Inside Banque Populaire: Management promises improvement

It is the afternoon; the time 1 p.m. The sun is hot. The atmosphere in Banque Populaire’s Kimironko branch does not look jovial. Clients look really tired after hours and hours of waiting. Queues are long, service is slow.

Sunday, August 17, 2008

It is the afternoon; the time 1 p.m. The sun is hot.

The atmosphere in Banque Populaire’s Kimironko branch does not look jovial. Clients look really tired after hours and hours of waiting. Queues are long, service is slow.

On arrival, I am greeted by a tirade of complaints from clients. 

"Don’t think this branch is the only one having this problem. It is in every branch around Kigali,” Bosco Kayinamura, one of the clients laments.

Kayinamura is among the long line clients in the bank. He became a member of Banque Populaire in 1995.

He has wasted many of his most productive hours due to poor customer care. He has no wish of withdrawing his membership in this bank, but petitions the management to improve service.

"We like our bank but its customer care has turned down, and this gives it a negative attitude upon its clients,” he says.

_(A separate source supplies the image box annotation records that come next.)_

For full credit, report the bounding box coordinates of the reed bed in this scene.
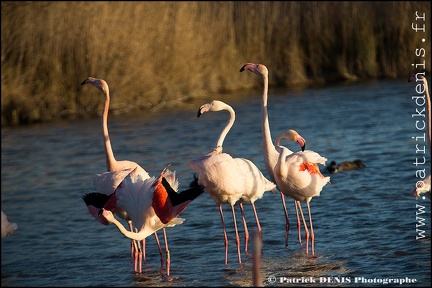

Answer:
[1,1,431,126]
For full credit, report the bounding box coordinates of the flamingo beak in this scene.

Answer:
[296,136,306,151]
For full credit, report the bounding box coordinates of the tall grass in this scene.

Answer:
[1,1,431,126]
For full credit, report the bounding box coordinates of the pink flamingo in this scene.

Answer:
[2,211,18,238]
[274,130,330,255]
[189,100,276,266]
[240,63,310,246]
[99,168,204,276]
[81,77,165,272]
[408,74,431,199]
[275,129,307,245]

When the time of the month comes for him to withdraw his money, Kayinamura does not sleep the whole night as he plans to wake up very early for the morning line up at the bank.

"If you want to withdraw or deposit your money here, you don’t sleep in order to reach here before the crowd of clients,” Kayinamura explains.

At Remera Banque Populaire clients were also narrating the same dilemma. They suggest that the bank should at least increase its number of employees. Bank clerks are no more than two or three yet there are hundreds of clients.

Sam Ezra is among the clients who have come to deposit money. He explains that the bank is too small for the number of clients.

"We fill this room and others remain standing outside.”
He sometimes gets worried that someone will snatch his envelope of money while he is waiting outside.

"This branch is near the road and thugs can at any time, rob you and disappear,” he complains.

Ezra states that the introduction of waiting numbers have been successful but still service remains a problem.

The Director General of Banque Populaire du Rwanda (BPR), Bernard Itangishaka, says BPR is still a true to its co-operative roots, and has retained its widespread shareholder base of clients from throughout the country.

In a telephone interview, he promised improvement.
"I have also heard of this problem, but I want to assure our clients on behalf of BPR that this problem could soon be no more,” he said.

Itangishaka explianed that they have introduced a new electronic system known as P.O.F, a service that will enable clients to with draw money in any place with BPR branch countrywide.

"We have recruited an expert from the Commercial Bank of Rwanda to run this new system successfully,” he said.

He adds that the system will work in the whole country at all BPR branches.

Banque Populaire du Rwanda (BPR) , established in 1975, is Rwanda’s leading retail bank with a nationwide network of approximately 130 branches and outlets throughout the country.

The bank is unique in that over 600,000 client-shareholders jointly own the 65 per cent majority of the bank.